Jammu continued to remain on edge Saturday, two days after the Pulwama terror attack in which 40 CRPF personnel were killed. Strict curfew restrictions have been imposed in Jammu district following incidents of stone-pelting on Friday in areas where Kashmiri Muslims stay during winters.
About 12 persons received minor injuries and about a dozen vehicles, almost all bearing Srinagar registration numbers, were torched by protesters.
Concertina wires have been put up in the entire city and mobile internet services suspended.
Jammu has consistently run a counter-narrative to the Kashmir valley by strongly desisting and condemning separatism and terrorism.
Protests and bandhs have always been observed in Jammu after any major terrorist attack in the valley. However, the scale of violence this time, and that too specifically targeting minority (Muslim) pocket areas was not witnessed even during the 2008 Amarnath land row when the two regions were highly polarised, and not even during the protests post the 2016 Uri terror attack.
"We strongly condemn the attacks. Jammu is a city of communal harmony but some elements for some time are trying to vitiate the atmosphere. The violence on Friday suggests that the administration had given a free hand to hooligans, which never happened in the past," Advocate Sheikh Shakeel told Outlook.

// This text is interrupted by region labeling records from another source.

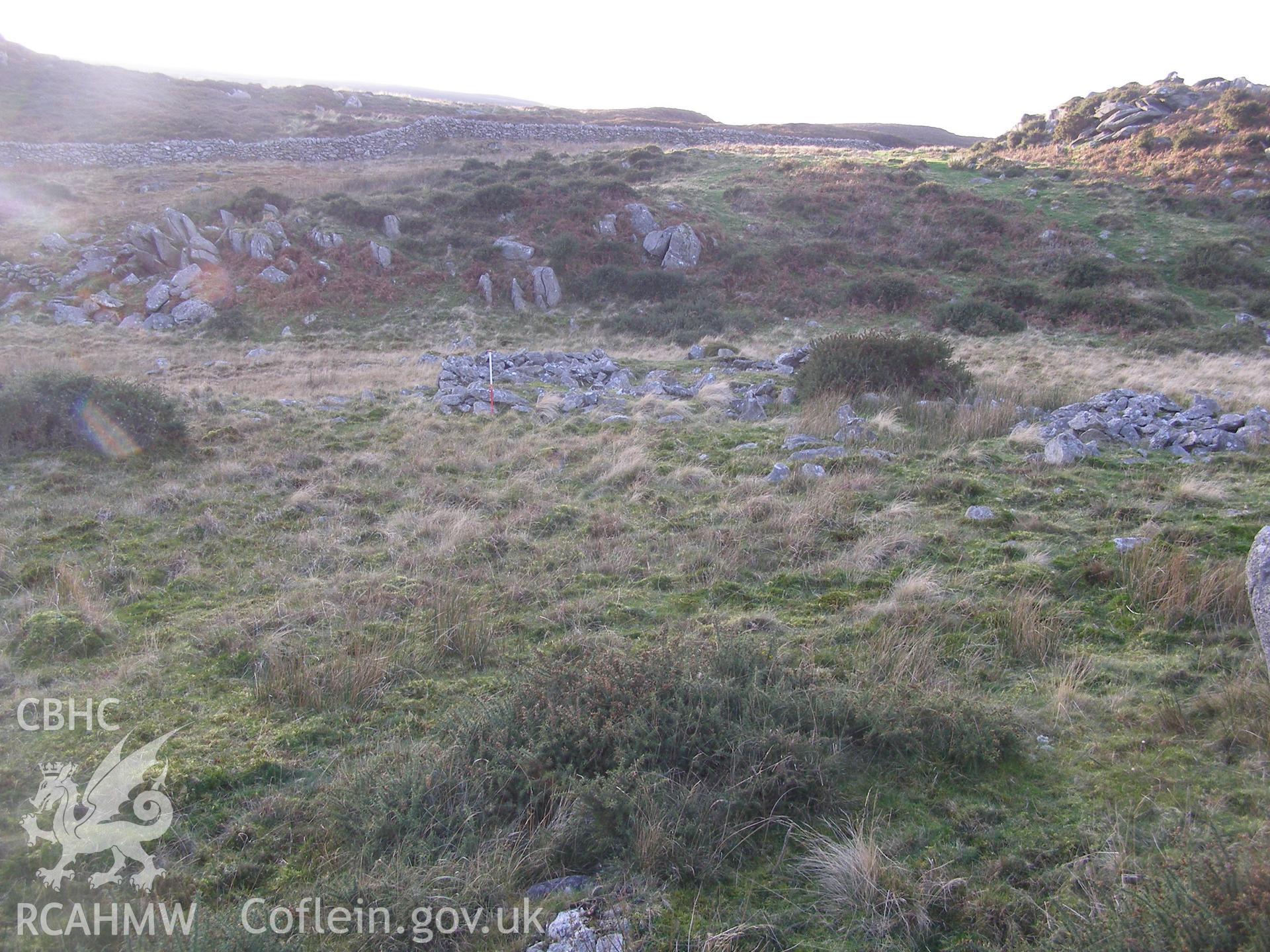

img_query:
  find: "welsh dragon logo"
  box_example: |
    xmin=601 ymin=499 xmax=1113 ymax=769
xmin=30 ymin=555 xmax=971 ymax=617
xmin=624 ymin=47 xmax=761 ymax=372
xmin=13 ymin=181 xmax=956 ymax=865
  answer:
xmin=22 ymin=727 xmax=181 ymax=892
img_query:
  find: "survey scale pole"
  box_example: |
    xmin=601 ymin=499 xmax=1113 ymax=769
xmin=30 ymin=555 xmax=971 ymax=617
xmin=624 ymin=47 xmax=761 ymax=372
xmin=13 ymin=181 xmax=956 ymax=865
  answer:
xmin=489 ymin=350 xmax=498 ymax=415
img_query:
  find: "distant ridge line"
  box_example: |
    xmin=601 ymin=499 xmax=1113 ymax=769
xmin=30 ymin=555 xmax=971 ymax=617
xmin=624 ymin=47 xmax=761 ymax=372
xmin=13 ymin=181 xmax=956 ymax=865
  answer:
xmin=0 ymin=116 xmax=882 ymax=167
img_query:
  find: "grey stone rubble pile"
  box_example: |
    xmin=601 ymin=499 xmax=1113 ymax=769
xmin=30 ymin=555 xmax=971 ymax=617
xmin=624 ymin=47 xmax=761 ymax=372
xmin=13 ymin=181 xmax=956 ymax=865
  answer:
xmin=766 ymin=404 xmax=896 ymax=484
xmin=0 ymin=195 xmax=401 ymax=330
xmin=1015 ymin=389 xmax=1270 ymax=465
xmin=527 ymin=909 xmax=630 ymax=952
xmin=689 ymin=344 xmax=812 ymax=374
xmin=1247 ymin=526 xmax=1270 ymax=669
xmin=434 ymin=348 xmax=635 ymax=414
xmin=0 ymin=116 xmax=881 ymax=167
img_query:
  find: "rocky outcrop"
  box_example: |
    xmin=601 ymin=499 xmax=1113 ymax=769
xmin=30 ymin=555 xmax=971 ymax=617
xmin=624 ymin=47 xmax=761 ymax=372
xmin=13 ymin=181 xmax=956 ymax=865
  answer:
xmin=1015 ymin=72 xmax=1270 ymax=146
xmin=626 ymin=202 xmax=657 ymax=239
xmin=533 ymin=266 xmax=562 ymax=311
xmin=371 ymin=241 xmax=392 ymax=270
xmin=0 ymin=116 xmax=881 ymax=167
xmin=644 ymin=222 xmax=701 ymax=272
xmin=1247 ymin=526 xmax=1270 ymax=670
xmin=433 ymin=348 xmax=630 ymax=414
xmin=494 ymin=235 xmax=533 ymax=262
xmin=661 ymin=225 xmax=701 ymax=272
xmin=1016 ymin=389 xmax=1270 ymax=465
xmin=309 ymin=227 xmax=344 ymax=251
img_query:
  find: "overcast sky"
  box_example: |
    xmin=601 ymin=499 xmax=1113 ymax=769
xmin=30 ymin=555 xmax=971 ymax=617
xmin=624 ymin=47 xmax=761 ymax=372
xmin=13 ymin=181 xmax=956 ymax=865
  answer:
xmin=0 ymin=0 xmax=1270 ymax=135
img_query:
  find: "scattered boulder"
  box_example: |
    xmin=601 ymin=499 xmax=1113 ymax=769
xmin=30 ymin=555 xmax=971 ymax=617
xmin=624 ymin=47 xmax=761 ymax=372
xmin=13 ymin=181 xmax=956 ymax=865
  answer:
xmin=533 ymin=266 xmax=562 ymax=311
xmin=170 ymin=264 xmax=203 ymax=294
xmin=171 ymin=298 xmax=216 ymax=326
xmin=788 ymin=447 xmax=847 ymax=463
xmin=1247 ymin=526 xmax=1270 ymax=670
xmin=141 ymin=311 xmax=177 ymax=330
xmin=626 ymin=202 xmax=657 ymax=239
xmin=309 ymin=226 xmax=344 ymax=251
xmin=246 ymin=231 xmax=273 ymax=262
xmin=644 ymin=229 xmax=671 ymax=262
xmin=52 ymin=301 xmax=87 ymax=327
xmin=40 ymin=231 xmax=71 ymax=254
xmin=1039 ymin=389 xmax=1270 ymax=465
xmin=1044 ymin=433 xmax=1097 ymax=466
xmin=494 ymin=235 xmax=533 ymax=262
xmin=763 ymin=463 xmax=790 ymax=485
xmin=661 ymin=223 xmax=701 ymax=272
xmin=525 ymin=876 xmax=595 ymax=902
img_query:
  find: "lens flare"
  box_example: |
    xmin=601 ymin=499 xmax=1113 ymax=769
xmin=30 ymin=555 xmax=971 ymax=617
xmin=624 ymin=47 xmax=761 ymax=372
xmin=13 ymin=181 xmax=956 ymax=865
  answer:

Incidentally, Sheikh Shakeel was part of the Amarnath Sangharsh Samiti which spearheaded the around three-month-long agitation in Jammu in 2008 for giving forest land to the Shri Amarnath Shrine Board to set up temporary facilities for Hindu pilgrims.
Since 2008 things have changed in both regions of Jammu and Kashmir. While radicalisation has been growing in the valley, some forces are whipping up ‘Hindutva' in Jammu region, especially in and around Jammu city, which has grown substantially.
In the last 15 years, many families from across the state, mostly Muslims from Kashmir, Kargil and Muslim-majority districts of Jammu, have settled down in and around the city for a host of reasons, primarily peace and education of their children.
A perception is being manufactured that Muslims, especially Kashmiri Muslims, are settling down in Jammu city under an ‘Islamist’ plan to change the demography of the region and "encircle" the city. Some groups have been consistently fanning such perception.
Things changed significantly last year when a tribal a Muslim girl was raped and murdered in Kathua. Kashmiri politicians and the media made it a case of Muslims being persecuted by Hindus in Jammu. For the first time, the Jammu Bar Association got divided along religious lines over the issue. The categorical refusal of then Chief Minister Mehbooba Mufti to hand over the case to the Central Bureau of Investigation (CBI), as demanded by the Hindus, was seen as acting against Hindus.
A newly-formed organization, IkkJut Jammu, supported by members of Kashmiri Pandits who still nurse a feeling of 'victimhood', started a slander campaign against Mehbooba Mufti accusing her of being 'pro-separatist', 'pro-Pakistan' and pursuing an ‘Islamic’ agenda.
Last month, Mehbooba Mufti said Jammu Muslims are being victimised and specifically named IkkJut Jammu as some of the fanatic groups harassing them.
Till now this group was a political non-entity but Mehbooba with this statement gave it political legitimacy.
Muslims in Jammu region, more so in Jammu district and around, have consistently rejected separatism. Terrorism is almost non-existent in the entire region.
However, such statements by the Kashmir-based leadership, albeit for political consideration, and the killings at such a scale (Pulwama) have ramifications in heterogeneous Jammu than homogenous Kashmir region.
Since Partition, there has not been a single Hindu-Muslim riot in Jammu city which has become a melting pot of all regions, religions and communities of the state.
Friday’s violence has shed light on the now boiling pot.